RAFはEGFRなど成長因子受容体に端を発する細胞内シグナル伝達に関与する腫瘍関連遺伝子(蛋白)で、その川下で機能する腫瘍関連遺伝子がMEKだ。V600EやV600K変異型のbrafは活性が高く、成長刺激を送り続けて細胞の成長・増殖を促す。braf阻害剤はこのタイプの癌に高い効果を発揮するが、brafなどが更に変異して効かなくなることがある。そこで注目されるのがMEK阻害剤の併用だ。braf阻害剤耐性変異を誘導しにくい可能性がある。また、扁平上皮腫のリスクが低下する公算がある。

リンク:GSKのプレスリリース

アリアドがponatinibをローリング承認申請

(2012年7月30日)

米国の新興製薬会社アリアド(Nasdaq: ARIA)は、ponatinibを治療抵抗性・不耐性の慢性骨髄性白血病(CML)やフィラデルフィア陽性急性リンパ性白血病(Ph+ALL)の薬として米国で承認申請したと発表した。CMC(化学・製造・管理)に関する書類の一部は9月までに提出する予定とのこと。
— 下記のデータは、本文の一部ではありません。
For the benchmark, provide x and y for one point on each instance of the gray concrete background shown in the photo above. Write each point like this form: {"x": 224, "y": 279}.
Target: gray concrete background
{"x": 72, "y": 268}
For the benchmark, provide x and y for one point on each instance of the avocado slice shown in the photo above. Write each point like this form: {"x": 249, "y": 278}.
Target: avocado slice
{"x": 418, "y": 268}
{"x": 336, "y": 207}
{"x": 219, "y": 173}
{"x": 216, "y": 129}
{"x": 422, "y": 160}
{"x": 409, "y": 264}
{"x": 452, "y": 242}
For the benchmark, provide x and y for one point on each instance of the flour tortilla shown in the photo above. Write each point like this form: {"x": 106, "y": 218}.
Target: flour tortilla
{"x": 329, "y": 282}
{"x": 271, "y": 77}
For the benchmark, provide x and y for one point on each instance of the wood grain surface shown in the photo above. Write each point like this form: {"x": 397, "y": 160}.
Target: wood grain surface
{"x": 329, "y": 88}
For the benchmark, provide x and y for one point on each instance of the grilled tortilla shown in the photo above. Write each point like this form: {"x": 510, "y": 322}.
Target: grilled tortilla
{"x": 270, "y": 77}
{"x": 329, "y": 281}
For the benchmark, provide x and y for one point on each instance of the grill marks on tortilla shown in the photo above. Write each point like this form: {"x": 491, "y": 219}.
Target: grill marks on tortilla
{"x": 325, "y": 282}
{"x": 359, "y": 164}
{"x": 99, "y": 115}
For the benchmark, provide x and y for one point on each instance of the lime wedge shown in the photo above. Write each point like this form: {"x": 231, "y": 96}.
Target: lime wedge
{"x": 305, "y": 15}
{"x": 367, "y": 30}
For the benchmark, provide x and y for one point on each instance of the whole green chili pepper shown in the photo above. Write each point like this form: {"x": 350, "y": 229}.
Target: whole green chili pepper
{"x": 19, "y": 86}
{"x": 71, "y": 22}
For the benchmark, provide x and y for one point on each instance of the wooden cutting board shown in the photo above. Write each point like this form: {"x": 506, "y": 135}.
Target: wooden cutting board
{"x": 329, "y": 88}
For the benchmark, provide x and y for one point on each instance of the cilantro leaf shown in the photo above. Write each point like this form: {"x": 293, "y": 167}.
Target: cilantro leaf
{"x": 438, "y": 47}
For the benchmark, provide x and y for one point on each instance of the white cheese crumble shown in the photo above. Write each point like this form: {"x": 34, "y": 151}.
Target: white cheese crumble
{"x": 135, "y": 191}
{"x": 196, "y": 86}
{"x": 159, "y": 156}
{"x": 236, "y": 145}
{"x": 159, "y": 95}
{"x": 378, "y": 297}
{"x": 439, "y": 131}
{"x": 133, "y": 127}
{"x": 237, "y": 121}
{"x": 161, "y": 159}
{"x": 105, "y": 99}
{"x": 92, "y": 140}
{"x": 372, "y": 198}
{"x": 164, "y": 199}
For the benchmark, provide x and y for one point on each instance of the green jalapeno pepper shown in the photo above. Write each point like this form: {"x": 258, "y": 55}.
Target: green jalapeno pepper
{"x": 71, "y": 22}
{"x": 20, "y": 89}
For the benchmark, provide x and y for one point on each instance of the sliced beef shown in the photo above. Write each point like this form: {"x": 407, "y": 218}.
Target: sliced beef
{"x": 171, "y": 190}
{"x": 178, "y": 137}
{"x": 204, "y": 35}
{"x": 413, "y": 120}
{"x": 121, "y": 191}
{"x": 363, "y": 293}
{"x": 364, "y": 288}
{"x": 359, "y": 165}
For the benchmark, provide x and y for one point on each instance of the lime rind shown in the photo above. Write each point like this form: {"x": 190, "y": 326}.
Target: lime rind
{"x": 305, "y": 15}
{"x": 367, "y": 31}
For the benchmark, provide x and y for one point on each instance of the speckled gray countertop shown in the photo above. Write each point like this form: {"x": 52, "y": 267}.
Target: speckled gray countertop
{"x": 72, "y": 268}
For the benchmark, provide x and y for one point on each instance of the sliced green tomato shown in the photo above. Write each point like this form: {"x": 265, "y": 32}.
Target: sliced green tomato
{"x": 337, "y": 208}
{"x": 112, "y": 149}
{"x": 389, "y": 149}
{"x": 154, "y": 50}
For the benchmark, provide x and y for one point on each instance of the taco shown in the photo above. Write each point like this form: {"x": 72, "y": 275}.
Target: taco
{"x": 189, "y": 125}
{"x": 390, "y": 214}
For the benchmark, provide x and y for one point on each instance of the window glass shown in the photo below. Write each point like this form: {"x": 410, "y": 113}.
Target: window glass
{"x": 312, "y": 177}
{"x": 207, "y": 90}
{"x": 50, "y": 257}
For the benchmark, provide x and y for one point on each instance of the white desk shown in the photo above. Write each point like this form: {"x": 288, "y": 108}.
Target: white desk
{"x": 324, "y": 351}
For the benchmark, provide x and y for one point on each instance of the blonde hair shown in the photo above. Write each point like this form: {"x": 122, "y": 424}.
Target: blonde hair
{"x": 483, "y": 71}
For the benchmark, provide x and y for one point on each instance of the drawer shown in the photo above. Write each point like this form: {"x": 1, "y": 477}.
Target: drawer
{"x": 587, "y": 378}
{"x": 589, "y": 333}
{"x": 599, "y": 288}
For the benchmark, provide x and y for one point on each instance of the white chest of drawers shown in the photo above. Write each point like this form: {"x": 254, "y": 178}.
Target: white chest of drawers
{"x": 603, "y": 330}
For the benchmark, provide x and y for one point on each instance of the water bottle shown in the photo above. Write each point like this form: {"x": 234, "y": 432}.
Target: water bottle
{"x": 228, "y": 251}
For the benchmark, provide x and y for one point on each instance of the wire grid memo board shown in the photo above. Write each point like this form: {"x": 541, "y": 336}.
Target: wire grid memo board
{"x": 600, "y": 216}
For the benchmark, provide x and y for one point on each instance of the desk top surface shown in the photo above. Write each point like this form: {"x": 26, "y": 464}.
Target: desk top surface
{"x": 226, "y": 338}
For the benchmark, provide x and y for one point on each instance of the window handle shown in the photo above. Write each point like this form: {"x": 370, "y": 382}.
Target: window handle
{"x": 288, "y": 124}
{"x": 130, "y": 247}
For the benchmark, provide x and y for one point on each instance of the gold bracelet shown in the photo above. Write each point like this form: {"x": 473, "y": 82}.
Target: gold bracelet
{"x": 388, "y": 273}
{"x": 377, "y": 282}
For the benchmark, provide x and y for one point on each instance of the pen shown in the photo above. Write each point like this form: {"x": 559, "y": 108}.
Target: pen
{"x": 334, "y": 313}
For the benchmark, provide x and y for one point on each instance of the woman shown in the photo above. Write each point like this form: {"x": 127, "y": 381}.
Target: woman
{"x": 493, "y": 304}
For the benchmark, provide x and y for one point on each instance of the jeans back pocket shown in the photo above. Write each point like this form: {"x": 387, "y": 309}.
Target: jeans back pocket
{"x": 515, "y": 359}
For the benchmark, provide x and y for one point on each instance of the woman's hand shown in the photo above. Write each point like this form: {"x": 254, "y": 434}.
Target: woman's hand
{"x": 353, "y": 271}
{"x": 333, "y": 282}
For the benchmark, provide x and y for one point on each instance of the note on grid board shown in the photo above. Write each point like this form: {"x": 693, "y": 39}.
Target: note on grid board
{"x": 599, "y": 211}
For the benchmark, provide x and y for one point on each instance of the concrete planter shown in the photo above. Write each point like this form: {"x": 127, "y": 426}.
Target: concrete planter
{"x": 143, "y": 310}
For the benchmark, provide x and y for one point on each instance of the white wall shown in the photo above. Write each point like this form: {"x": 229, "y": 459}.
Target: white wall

承認申請するためには臨床、前臨床、CMCの三種類の書類を提出しなければならないが、ponatinibはローリング承認申請が認められたので、出来上がった順に提出して審査を開始してもらうことができ、その分、早く承認を得る可能性が生まれる。優先審査指定されるだろうが、前例では、ノバルティスのGleevec(imatinib、和名グリベック)のように、最後の書類を提出してから4ヶ月で承認されたものもある。

ponatinibはグリベックと同じbcr-abl阻害剤だが、グリベック抵抗性を持つT315I型にも活性を持つことが特徴。承認申請の根拠となる第二相試験では二種類以上のbcr-abl阻害剤に反応しなくなった慢性期CML患者に投与したところ、主要遺伝学的応答率(MCyR)は全ユニバースで54%、T315I変異型だけだと70%に達した。主要分子遺伝学的応答率(MMR)は全ユニバースで30%だった。
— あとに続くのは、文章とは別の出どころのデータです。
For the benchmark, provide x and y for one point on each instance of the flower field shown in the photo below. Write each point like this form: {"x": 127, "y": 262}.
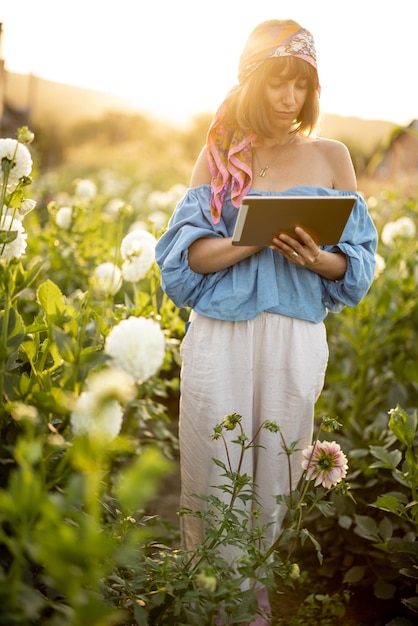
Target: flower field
{"x": 89, "y": 354}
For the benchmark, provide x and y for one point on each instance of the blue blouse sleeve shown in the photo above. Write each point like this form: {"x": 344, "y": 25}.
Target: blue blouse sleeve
{"x": 358, "y": 242}
{"x": 187, "y": 224}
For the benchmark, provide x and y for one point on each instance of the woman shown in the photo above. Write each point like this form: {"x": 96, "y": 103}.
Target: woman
{"x": 256, "y": 344}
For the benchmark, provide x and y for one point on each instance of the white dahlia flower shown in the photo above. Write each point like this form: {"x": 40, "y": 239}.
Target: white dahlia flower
{"x": 16, "y": 248}
{"x": 85, "y": 188}
{"x": 91, "y": 416}
{"x": 137, "y": 346}
{"x": 138, "y": 251}
{"x": 107, "y": 279}
{"x": 64, "y": 217}
{"x": 18, "y": 159}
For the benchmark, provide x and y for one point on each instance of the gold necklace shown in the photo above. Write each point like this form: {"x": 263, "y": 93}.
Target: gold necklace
{"x": 263, "y": 170}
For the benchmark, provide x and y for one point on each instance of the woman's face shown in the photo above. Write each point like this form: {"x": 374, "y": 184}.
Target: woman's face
{"x": 285, "y": 98}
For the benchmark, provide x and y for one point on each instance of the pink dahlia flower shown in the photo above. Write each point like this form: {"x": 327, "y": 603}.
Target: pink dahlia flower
{"x": 325, "y": 463}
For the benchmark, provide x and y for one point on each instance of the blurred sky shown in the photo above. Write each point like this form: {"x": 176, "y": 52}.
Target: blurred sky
{"x": 177, "y": 58}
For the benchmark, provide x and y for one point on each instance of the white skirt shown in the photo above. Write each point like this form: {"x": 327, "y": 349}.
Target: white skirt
{"x": 268, "y": 368}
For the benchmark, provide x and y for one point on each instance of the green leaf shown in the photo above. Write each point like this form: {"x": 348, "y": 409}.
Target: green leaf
{"x": 354, "y": 574}
{"x": 403, "y": 425}
{"x": 366, "y": 527}
{"x": 384, "y": 590}
{"x": 66, "y": 347}
{"x": 7, "y": 236}
{"x": 387, "y": 459}
{"x": 51, "y": 299}
{"x": 387, "y": 503}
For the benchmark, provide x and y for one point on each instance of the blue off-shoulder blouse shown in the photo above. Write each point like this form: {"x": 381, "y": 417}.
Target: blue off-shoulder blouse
{"x": 266, "y": 281}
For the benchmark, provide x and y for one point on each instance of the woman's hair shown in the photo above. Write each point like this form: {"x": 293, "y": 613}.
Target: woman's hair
{"x": 247, "y": 104}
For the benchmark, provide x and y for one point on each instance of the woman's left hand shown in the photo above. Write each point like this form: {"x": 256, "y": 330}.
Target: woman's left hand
{"x": 303, "y": 251}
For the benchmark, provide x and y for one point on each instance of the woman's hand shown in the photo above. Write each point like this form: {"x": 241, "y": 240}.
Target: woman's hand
{"x": 305, "y": 252}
承認審査におけるリスク要因は、第一に、非対照試験のMCyRやMMRデータが薬効のエビデンスとして十分と看做されるかどうか、だろう。T315I型に有効であることは例外扱いに値するので、このタイプに限定して承認される可能性もあるが、この場合、検査方法が確立していない模様であることがリスク要因だ。アリアドはプレスリリースの中でMolecularMD社が検査キットをPMA(医療機器の販売承認申請)したことに言及しているが、このキットの特異度や感度が重要になる。

リンク:アリアドのプレスリリース

ファイザーの抗リウマチ薬は承認遅延の公算

(2012年7月31日)

ファイザーは、抗リウマチ薬として欧米で承認申請中のJAK阻害剤、tofacitinibに関して二つの発表を行った。第一は、methotrexate(MTX)対照試験の一年経過時点の解析で症状改善効果(ACR70)と関節損傷抑制効果(mTSS)が有意に優れていた。mTTSは過去の偽薬対照試験で解析がフェールしたが、やはり、半年間の治験で有意差を出すのは難しいのだろう。
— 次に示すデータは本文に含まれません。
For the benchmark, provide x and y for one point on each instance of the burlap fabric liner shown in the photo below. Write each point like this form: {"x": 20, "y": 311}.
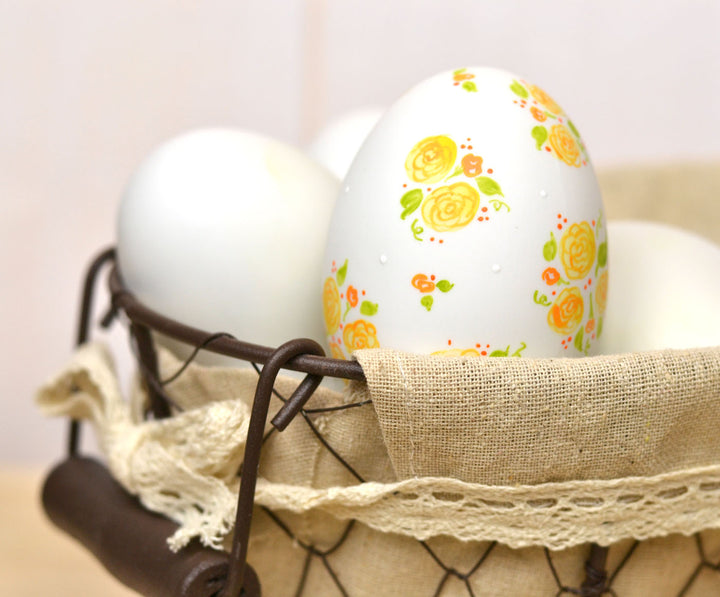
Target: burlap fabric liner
{"x": 527, "y": 452}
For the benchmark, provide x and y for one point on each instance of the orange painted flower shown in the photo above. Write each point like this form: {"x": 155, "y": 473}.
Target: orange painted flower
{"x": 457, "y": 352}
{"x": 331, "y": 306}
{"x": 551, "y": 276}
{"x": 422, "y": 283}
{"x": 472, "y": 165}
{"x": 463, "y": 76}
{"x": 360, "y": 334}
{"x": 336, "y": 351}
{"x": 577, "y": 250}
{"x": 450, "y": 208}
{"x": 352, "y": 296}
{"x": 431, "y": 159}
{"x": 566, "y": 312}
{"x": 538, "y": 115}
{"x": 601, "y": 292}
{"x": 543, "y": 98}
{"x": 564, "y": 145}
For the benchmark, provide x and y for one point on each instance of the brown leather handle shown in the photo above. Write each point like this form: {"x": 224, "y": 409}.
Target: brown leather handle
{"x": 81, "y": 497}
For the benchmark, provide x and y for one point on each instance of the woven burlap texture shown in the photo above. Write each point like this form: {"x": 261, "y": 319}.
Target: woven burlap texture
{"x": 527, "y": 452}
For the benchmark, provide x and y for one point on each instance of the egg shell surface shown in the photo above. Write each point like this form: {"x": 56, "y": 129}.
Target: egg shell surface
{"x": 470, "y": 223}
{"x": 665, "y": 291}
{"x": 225, "y": 230}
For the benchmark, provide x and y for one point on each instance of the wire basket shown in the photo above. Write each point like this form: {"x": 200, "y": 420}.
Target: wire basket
{"x": 81, "y": 496}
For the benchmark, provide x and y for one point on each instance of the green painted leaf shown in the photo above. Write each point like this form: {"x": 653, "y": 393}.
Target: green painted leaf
{"x": 368, "y": 308}
{"x": 578, "y": 342}
{"x": 550, "y": 248}
{"x": 500, "y": 353}
{"x": 488, "y": 186}
{"x": 518, "y": 89}
{"x": 410, "y": 202}
{"x": 541, "y": 299}
{"x": 573, "y": 129}
{"x": 342, "y": 272}
{"x": 539, "y": 133}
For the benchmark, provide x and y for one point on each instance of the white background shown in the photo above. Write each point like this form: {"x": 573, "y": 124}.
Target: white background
{"x": 87, "y": 88}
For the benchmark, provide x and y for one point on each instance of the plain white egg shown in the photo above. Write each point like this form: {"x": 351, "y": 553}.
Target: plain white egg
{"x": 665, "y": 290}
{"x": 224, "y": 230}
{"x": 336, "y": 145}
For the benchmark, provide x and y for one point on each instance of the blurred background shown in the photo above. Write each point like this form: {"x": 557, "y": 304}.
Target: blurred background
{"x": 88, "y": 88}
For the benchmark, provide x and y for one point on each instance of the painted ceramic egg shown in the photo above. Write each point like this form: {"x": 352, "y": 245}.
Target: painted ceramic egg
{"x": 225, "y": 230}
{"x": 470, "y": 223}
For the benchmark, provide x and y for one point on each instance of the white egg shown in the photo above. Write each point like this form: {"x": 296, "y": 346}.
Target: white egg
{"x": 336, "y": 145}
{"x": 665, "y": 290}
{"x": 470, "y": 223}
{"x": 224, "y": 230}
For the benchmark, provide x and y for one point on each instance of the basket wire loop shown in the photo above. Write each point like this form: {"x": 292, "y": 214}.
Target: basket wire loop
{"x": 253, "y": 445}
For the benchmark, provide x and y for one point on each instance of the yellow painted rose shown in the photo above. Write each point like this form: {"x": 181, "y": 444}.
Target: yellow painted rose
{"x": 601, "y": 292}
{"x": 577, "y": 250}
{"x": 360, "y": 334}
{"x": 564, "y": 145}
{"x": 431, "y": 159}
{"x": 457, "y": 352}
{"x": 543, "y": 98}
{"x": 451, "y": 208}
{"x": 331, "y": 306}
{"x": 566, "y": 312}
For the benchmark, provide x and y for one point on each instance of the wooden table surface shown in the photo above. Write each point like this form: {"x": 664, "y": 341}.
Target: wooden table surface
{"x": 36, "y": 559}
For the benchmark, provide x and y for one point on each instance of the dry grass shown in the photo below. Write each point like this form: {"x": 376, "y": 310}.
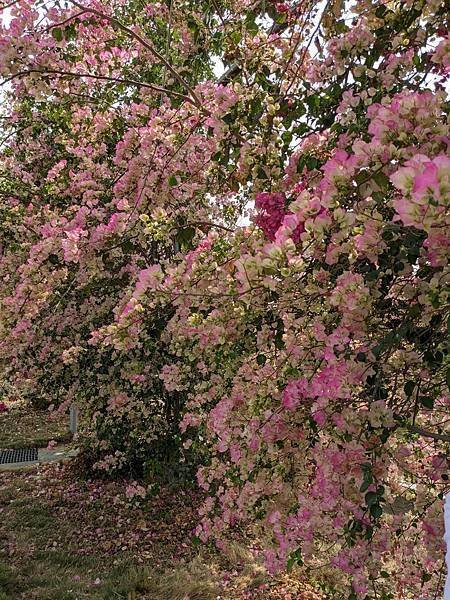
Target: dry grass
{"x": 65, "y": 538}
{"x": 22, "y": 425}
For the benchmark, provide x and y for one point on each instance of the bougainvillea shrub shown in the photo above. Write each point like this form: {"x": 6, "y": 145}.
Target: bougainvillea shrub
{"x": 302, "y": 353}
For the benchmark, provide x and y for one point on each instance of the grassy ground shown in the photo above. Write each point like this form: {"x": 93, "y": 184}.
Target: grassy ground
{"x": 21, "y": 426}
{"x": 63, "y": 537}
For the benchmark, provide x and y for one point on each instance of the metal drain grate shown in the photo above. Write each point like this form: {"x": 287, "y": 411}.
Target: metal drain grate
{"x": 18, "y": 455}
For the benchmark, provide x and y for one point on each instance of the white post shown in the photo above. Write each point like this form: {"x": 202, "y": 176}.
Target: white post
{"x": 73, "y": 419}
{"x": 447, "y": 540}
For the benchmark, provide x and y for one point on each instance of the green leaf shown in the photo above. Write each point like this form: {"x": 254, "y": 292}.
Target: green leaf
{"x": 427, "y": 401}
{"x": 381, "y": 179}
{"x": 408, "y": 388}
{"x": 371, "y": 498}
{"x": 376, "y": 511}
もう一つの発表は、米国の承認が遅延しそうであること。審査期限は8月21日だが、FDAの要請に応じて今月上旬に追加分析を提出する予定であり、日程的にタイトになった。

tofacitinibはIL-2などの受容体の細胞内シグナル伝達に係わるJAKを阻害する経口剤で、臨床的な作用・副作用は中外製薬の抗IL-6受容体ヒト化抗体、アクテムラ(tocilizumab)と良く似ている。経口剤としての免疫抑制作用は臓器移植後の拒絶反応を防ぐカルシニューリン阻害剤(プログラフなど)に匹敵し、高量を投与した拒絶反応予防試験では日和見感染症が見られた。リウマチ試験でも癌や深刻な感染症の発生率が偽薬群より高かった模様。

それでも、MTX以外の経口剤を望む声は強く、5月に開催された諮問委員会では10人の委員のうち8人が承認を支持した。欧州や日本でも承認審査中。

リンク:ファイザーのプレスリリース

今週は以上です。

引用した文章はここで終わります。